Kelimeleri yutuyor, bir başını bir de sonunu anca çıkarıyorum.

Susuyorum.

Korkakta ses yok henüz, yalnız elleri titriyor tren hareket ettiğinden beri, 

Gözleri durmaksızın oynuyor fakat hep aynı yerde halıda. Kafasını bir kez olsun kaldırmıyor.

İyi misin diyesim geliyor, boş verip susuyorum.

Tren ilerliyor, etrafımızda önce yeşiller sonra kurak bozkırlar ardından insanlar beliriyor.

İşlerine gidiyor kimileri veyahut işlerinden dönüyorlar.

Kimisi perişan, kimisi jilet gibi. Ben de onlardan biriyim burada ne işim var? 
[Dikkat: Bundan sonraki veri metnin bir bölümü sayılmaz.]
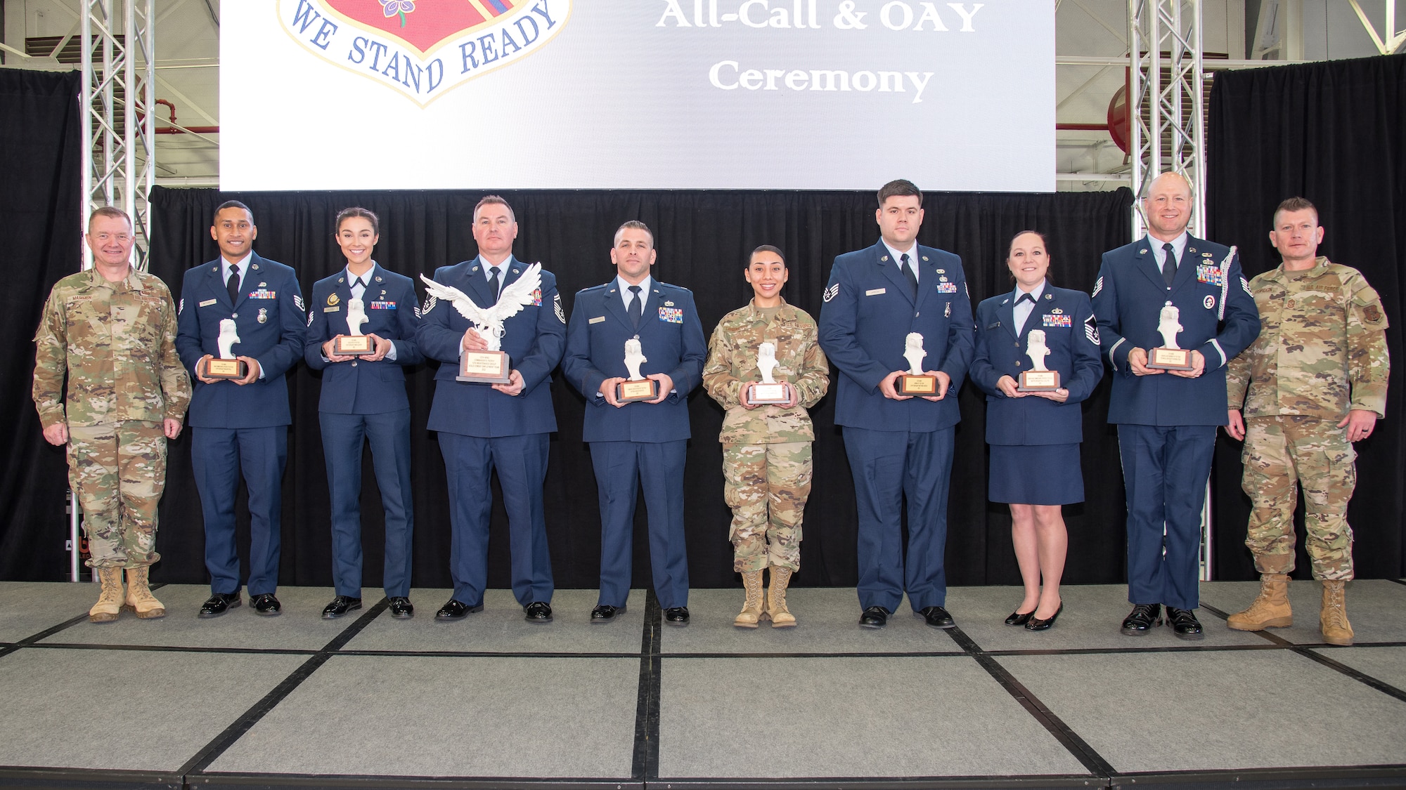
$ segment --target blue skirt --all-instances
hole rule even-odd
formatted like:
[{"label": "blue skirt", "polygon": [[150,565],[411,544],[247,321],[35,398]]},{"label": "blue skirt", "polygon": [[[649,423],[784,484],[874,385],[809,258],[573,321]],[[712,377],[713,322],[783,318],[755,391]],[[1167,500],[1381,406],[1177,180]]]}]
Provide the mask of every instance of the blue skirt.
[{"label": "blue skirt", "polygon": [[990,500],[1070,505],[1084,500],[1078,444],[991,444]]}]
Kafamda bin bir türlü soru...

Suskunluk iyice kendime katıyor beni yine kendime sarıyor, yine kendimle dalaşıyorum lakin kimliksizim bu kez.
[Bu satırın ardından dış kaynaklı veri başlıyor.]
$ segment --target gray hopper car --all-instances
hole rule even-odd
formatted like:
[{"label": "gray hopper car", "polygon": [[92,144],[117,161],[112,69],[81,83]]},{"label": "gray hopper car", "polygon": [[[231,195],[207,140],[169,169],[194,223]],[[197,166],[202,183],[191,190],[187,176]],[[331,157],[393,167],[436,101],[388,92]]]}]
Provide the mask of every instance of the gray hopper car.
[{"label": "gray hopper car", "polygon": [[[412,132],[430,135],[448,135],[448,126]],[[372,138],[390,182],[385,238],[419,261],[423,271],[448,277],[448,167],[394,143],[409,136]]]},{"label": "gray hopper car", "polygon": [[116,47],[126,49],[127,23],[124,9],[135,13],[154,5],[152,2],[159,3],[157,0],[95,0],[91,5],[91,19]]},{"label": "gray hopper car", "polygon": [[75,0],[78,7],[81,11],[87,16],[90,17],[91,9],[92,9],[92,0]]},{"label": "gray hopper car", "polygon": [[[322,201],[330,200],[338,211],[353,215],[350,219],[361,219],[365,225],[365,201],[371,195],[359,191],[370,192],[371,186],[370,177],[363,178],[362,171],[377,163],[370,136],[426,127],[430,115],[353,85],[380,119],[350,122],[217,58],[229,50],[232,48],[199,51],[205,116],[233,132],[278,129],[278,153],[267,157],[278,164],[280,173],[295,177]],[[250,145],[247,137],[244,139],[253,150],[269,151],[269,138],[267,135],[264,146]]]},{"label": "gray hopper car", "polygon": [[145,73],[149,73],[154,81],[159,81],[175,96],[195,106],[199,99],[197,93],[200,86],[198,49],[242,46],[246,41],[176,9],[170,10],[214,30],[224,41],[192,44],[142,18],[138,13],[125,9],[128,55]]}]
Yolculuklarda hep böyle oluyor içim, bir şeyi sahiplenmeden sanki dışarıdan izlermişçesine dokunuyorum kendime. Kimliksiz, kimsesiz sarılıyorum. 
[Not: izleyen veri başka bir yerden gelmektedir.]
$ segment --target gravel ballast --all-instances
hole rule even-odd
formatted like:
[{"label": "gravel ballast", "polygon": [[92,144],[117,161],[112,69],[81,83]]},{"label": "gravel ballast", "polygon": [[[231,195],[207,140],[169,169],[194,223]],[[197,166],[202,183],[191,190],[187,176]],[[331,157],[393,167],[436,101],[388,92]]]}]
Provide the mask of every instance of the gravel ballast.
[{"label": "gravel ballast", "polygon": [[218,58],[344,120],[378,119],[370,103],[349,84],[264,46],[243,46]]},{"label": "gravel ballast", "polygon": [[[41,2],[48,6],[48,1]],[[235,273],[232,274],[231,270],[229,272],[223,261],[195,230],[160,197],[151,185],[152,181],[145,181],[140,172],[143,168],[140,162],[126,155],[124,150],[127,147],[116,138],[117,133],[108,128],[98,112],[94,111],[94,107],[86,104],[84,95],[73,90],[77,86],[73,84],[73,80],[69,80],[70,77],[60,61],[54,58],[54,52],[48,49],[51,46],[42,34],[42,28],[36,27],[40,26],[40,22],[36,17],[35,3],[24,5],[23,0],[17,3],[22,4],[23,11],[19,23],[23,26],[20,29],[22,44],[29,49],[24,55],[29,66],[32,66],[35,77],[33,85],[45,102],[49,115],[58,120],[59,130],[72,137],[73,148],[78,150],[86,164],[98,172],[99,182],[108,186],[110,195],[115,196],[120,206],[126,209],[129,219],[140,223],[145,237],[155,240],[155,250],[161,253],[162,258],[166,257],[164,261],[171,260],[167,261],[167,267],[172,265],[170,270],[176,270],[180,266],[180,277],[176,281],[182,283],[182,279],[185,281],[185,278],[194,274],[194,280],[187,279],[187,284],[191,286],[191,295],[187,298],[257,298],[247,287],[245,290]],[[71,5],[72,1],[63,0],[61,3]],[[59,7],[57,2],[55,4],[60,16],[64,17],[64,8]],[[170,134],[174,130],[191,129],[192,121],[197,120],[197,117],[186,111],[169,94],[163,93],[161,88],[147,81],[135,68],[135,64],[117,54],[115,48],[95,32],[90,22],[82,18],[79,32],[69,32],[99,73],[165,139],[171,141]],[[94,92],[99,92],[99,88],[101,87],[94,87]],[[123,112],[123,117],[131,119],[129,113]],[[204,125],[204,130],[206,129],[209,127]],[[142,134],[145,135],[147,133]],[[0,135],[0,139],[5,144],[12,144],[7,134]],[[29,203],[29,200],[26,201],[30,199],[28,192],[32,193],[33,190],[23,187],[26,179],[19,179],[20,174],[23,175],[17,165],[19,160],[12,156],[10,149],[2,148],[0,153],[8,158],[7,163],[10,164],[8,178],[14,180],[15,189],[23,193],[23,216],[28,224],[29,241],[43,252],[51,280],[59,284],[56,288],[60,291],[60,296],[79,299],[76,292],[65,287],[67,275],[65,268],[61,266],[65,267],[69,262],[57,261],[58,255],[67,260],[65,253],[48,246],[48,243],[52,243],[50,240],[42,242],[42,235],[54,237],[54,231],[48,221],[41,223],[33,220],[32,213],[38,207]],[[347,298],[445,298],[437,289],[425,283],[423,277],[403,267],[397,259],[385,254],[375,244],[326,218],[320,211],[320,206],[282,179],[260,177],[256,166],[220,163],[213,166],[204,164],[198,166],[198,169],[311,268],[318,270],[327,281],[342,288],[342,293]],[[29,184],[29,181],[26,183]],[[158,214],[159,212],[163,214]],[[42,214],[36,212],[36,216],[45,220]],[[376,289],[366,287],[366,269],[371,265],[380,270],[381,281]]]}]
Böyle daha gerçekçi oluyor bir de daha net.

Diğer türlü kendimi kandırıyor gibi hissediyorum hep.

Başıma ince bir ağrı vuruyor. Stresin yansıması olsa gerek ya da soğuğun belirtisi.

Evden epey uzaktı gar sabahın köründe normalde sittin sene yapmayacağım şeyi, bu sabah istemsizce, farkına varmadan yaptığımı fark ediyorum.

Ben böyleyim işte sonradan geliyor aklım. Ya da öncesinde de orada oluyor ama ben işime geldiğinde düşünüyorum.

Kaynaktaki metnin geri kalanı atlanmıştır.